Questo Rem Koolhaas non piace troppo, dunque è perfetto. Non piace
perché è forse l'unico architetto orbo di battesimo al fonte
dell'ideologicamente corretto. Ha perfino flirtato con gli emiri di
Dubai. E con gli oligarchi russi. Ha realizzato la sede della
televisione cinese CCTV a Pechino, in terra di comunismo, ma ciò non fa
curriculum perché una cosa è essere ortodossi e fedeli al Timoniere, un'altra essere di sinistra. Rem non piace a molti architetti
per via del piglio antiarchitetto.

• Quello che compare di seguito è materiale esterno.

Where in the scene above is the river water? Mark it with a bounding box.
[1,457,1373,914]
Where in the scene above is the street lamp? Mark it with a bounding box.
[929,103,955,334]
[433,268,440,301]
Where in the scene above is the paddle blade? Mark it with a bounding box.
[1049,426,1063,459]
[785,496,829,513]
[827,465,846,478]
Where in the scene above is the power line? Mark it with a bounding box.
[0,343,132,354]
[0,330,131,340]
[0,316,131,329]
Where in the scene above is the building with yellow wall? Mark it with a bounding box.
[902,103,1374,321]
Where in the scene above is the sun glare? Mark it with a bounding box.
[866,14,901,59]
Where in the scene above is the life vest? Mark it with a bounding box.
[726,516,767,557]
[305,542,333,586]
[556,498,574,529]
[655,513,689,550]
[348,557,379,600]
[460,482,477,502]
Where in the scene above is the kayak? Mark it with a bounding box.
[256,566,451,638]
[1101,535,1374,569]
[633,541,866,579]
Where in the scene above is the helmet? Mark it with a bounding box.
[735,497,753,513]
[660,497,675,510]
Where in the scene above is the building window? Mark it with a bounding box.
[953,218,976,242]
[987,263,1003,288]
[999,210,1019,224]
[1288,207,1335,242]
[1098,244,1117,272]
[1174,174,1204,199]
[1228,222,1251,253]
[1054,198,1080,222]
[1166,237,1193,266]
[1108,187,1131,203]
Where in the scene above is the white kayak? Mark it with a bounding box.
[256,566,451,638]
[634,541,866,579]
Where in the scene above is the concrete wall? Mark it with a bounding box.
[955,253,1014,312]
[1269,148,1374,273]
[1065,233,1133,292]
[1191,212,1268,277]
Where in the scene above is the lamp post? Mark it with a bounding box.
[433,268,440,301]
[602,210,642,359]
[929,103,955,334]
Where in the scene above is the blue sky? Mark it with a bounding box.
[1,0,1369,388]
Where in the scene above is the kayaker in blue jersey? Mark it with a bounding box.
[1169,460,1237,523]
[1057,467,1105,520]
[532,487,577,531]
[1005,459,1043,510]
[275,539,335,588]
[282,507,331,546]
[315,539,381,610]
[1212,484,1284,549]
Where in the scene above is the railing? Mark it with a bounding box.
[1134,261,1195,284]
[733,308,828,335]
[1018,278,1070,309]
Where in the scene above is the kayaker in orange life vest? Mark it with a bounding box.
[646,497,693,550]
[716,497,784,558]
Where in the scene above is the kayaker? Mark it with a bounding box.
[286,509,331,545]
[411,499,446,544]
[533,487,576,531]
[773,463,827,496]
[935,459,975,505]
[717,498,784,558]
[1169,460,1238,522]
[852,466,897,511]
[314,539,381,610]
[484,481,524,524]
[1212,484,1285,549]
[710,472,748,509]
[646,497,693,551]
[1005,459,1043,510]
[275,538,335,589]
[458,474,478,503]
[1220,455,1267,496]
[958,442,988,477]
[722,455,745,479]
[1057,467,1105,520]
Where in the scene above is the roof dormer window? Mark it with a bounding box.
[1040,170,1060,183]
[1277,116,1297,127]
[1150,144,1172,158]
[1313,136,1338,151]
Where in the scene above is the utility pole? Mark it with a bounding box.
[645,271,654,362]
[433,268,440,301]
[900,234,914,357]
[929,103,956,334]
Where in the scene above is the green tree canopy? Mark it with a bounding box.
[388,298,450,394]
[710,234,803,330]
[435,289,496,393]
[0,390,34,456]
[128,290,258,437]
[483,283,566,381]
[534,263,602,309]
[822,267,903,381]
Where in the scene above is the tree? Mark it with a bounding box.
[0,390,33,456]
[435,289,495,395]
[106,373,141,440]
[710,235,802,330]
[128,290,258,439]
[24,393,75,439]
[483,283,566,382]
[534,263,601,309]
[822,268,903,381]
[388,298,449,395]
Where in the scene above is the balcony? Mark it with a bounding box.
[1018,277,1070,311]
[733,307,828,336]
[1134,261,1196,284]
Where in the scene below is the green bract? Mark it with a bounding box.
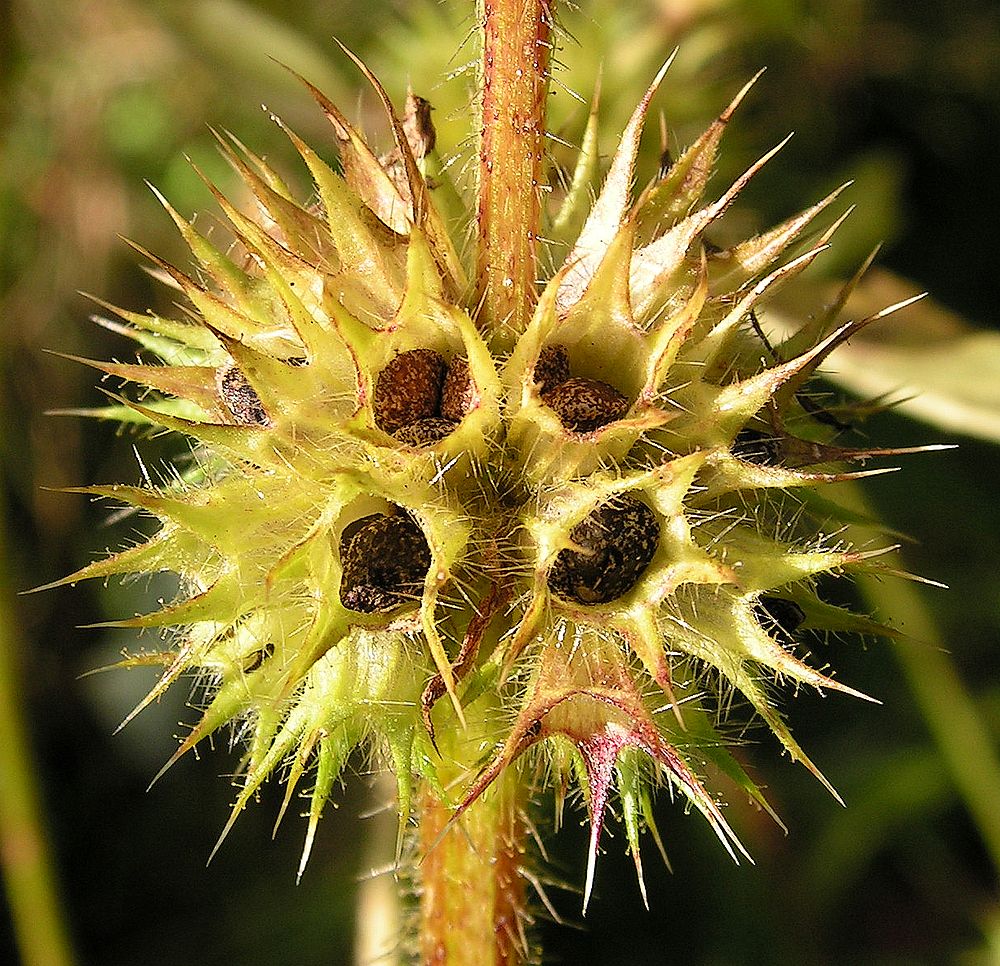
[61,52,918,902]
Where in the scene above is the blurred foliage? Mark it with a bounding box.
[1,0,999,964]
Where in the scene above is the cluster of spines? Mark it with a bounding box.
[44,49,938,903]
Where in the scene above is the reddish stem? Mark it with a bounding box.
[476,0,554,348]
[418,775,527,965]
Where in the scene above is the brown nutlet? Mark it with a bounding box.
[394,417,459,447]
[339,513,432,613]
[439,357,476,421]
[534,344,571,395]
[548,495,659,605]
[542,377,630,432]
[374,349,446,433]
[753,595,806,646]
[216,363,269,426]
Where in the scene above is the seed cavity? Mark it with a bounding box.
[535,344,630,433]
[753,595,806,645]
[374,349,475,446]
[374,348,447,434]
[339,512,432,614]
[216,363,269,426]
[547,495,659,605]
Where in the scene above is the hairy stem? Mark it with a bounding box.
[418,769,527,966]
[476,0,554,348]
[409,4,555,958]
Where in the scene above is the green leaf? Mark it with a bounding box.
[774,269,1000,443]
[822,330,1000,442]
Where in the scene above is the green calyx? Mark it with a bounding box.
[60,49,921,900]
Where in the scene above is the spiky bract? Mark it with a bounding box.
[62,53,912,897]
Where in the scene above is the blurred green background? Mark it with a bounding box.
[2,1,999,963]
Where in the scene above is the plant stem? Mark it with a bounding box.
[355,773,401,966]
[842,483,1000,878]
[0,498,77,966]
[418,769,527,965]
[409,4,556,960]
[475,0,554,348]
[856,571,1000,875]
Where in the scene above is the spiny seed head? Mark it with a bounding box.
[62,47,923,902]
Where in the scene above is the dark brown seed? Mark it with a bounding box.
[242,642,274,674]
[548,495,659,605]
[439,357,476,421]
[216,363,269,426]
[753,595,806,646]
[374,349,446,433]
[393,417,459,447]
[542,377,630,432]
[339,513,431,614]
[339,510,390,548]
[534,344,571,395]
[731,427,784,466]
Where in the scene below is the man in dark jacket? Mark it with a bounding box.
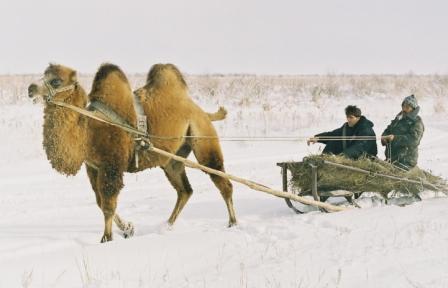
[307,105,378,159]
[381,94,424,170]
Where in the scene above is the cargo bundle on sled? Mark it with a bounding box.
[277,154,447,213]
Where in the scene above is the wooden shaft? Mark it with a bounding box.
[49,100,348,211]
[150,146,347,212]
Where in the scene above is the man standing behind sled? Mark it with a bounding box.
[381,94,424,170]
[307,105,378,159]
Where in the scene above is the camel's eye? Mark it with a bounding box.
[49,78,62,88]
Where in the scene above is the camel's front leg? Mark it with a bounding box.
[100,195,117,242]
[86,164,134,240]
[98,165,125,243]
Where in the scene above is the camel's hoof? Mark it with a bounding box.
[123,222,135,239]
[228,221,237,228]
[100,234,113,243]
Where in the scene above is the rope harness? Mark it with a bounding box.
[43,78,78,103]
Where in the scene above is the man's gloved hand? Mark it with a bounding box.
[381,135,395,145]
[307,137,318,146]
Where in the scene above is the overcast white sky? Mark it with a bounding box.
[0,0,447,75]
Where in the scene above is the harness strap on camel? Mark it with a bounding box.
[87,100,149,169]
[133,92,148,133]
[87,101,133,128]
[131,92,149,169]
[50,95,148,170]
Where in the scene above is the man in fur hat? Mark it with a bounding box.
[307,105,378,159]
[381,94,425,170]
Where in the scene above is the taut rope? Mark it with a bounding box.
[39,79,387,142]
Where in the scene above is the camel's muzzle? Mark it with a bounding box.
[28,84,38,98]
[27,83,44,104]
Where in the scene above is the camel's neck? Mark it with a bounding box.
[43,87,88,176]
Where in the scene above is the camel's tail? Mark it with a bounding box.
[207,106,227,122]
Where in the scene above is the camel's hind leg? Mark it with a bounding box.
[86,164,134,239]
[113,214,134,238]
[162,144,194,225]
[192,140,237,227]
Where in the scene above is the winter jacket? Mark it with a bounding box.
[381,106,424,170]
[315,116,378,159]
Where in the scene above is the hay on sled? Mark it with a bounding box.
[288,154,446,198]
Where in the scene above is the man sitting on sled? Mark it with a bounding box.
[381,94,424,170]
[307,105,378,159]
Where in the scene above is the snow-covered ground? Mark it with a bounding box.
[1,74,448,288]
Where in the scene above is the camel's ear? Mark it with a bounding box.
[70,71,77,82]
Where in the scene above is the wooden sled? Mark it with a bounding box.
[276,160,442,214]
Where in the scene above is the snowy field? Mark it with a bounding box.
[1,74,448,287]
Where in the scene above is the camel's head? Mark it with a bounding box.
[134,63,187,99]
[28,64,78,103]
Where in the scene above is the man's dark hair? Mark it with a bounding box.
[345,105,362,117]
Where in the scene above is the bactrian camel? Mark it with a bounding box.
[28,63,236,242]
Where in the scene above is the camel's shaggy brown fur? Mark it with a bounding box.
[85,64,136,199]
[41,65,88,175]
[28,63,236,242]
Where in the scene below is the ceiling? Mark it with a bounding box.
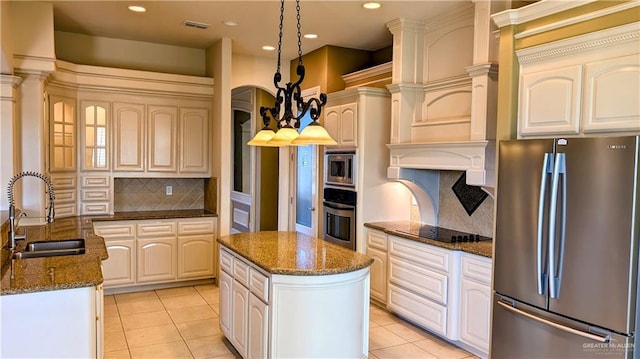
[48,0,469,61]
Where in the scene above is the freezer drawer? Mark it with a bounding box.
[491,294,633,359]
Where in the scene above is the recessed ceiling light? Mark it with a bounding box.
[304,34,318,39]
[262,45,276,51]
[362,2,381,10]
[128,5,146,13]
[223,20,238,26]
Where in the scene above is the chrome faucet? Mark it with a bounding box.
[7,171,55,250]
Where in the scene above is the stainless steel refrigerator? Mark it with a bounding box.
[492,136,640,359]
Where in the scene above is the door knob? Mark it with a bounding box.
[308,207,316,211]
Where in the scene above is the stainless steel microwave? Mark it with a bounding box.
[325,150,356,188]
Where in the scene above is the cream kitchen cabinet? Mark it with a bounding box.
[80,174,112,215]
[517,23,640,138]
[459,252,491,357]
[80,100,110,171]
[177,217,216,279]
[113,102,145,171]
[147,105,178,172]
[179,107,210,174]
[94,217,216,289]
[387,235,459,339]
[93,222,136,287]
[324,102,357,147]
[366,228,388,304]
[220,247,269,359]
[48,94,76,172]
[136,220,178,283]
[50,174,77,218]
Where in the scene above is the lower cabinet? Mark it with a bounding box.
[94,217,216,289]
[384,234,492,358]
[459,253,492,356]
[219,248,270,359]
[366,228,388,304]
[137,237,177,283]
[103,238,136,286]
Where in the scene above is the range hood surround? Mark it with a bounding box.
[385,2,503,188]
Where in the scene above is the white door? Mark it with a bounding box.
[291,87,321,237]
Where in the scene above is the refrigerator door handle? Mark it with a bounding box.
[496,301,610,343]
[536,153,553,295]
[549,153,567,299]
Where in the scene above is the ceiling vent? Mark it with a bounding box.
[183,20,210,29]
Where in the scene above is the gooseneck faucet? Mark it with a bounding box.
[7,171,55,250]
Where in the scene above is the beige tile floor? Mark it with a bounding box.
[104,284,477,359]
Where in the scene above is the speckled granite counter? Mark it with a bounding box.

Alla Biennale di Venezia ha messo in
mostra scale, balconi, soffitti, finanche gabinetti (e cioè elementi di
architettura da muratura) anzìché favela da piagnisteo culturale o
periferie da rammendare (giammai da rammentare). Rem non piace ai
cronisti acculturati perché
non rilascia interviste (neppure in tivù) e pur essendo stato
giornalista da giovane, a Haagse Post, un giornale olandese
d'ispirazione moderata non lascia spazio alla mondanità sciuè sciuè (e,
infatti, questa Biennale non piace, dunque è perfetta). La sgarbo più
grande che Rem poteva fare lo ha riservato agli italiani. Ha dato troppa
importanza al Belpaese dedicandogli metà della Biennale: «Monditalia». Una vetrina alle Corderie dell'Arsenale
dove, nonostante tutti i suoi guai, con l'argomento che l'Italia è
ancora rappresentativa per l'architettura, Rem la racconta come neppure
il più fiero dei patrioti saprebbe fare. Singapore songlines, il suo
ultimo libro edito da Quodlibet, descrive la Disneyland piena di
divieti. Eccoli: non si può fumare, non si può bere, non si può fare
l'amore. Rem racconta in queste pagine ciò che ogni città anche
Catanzaro diventerà nel compimento dell'ideologicamente corretto. Una
Disneyland con la pena di morte. In forza di una pena più che perfetta.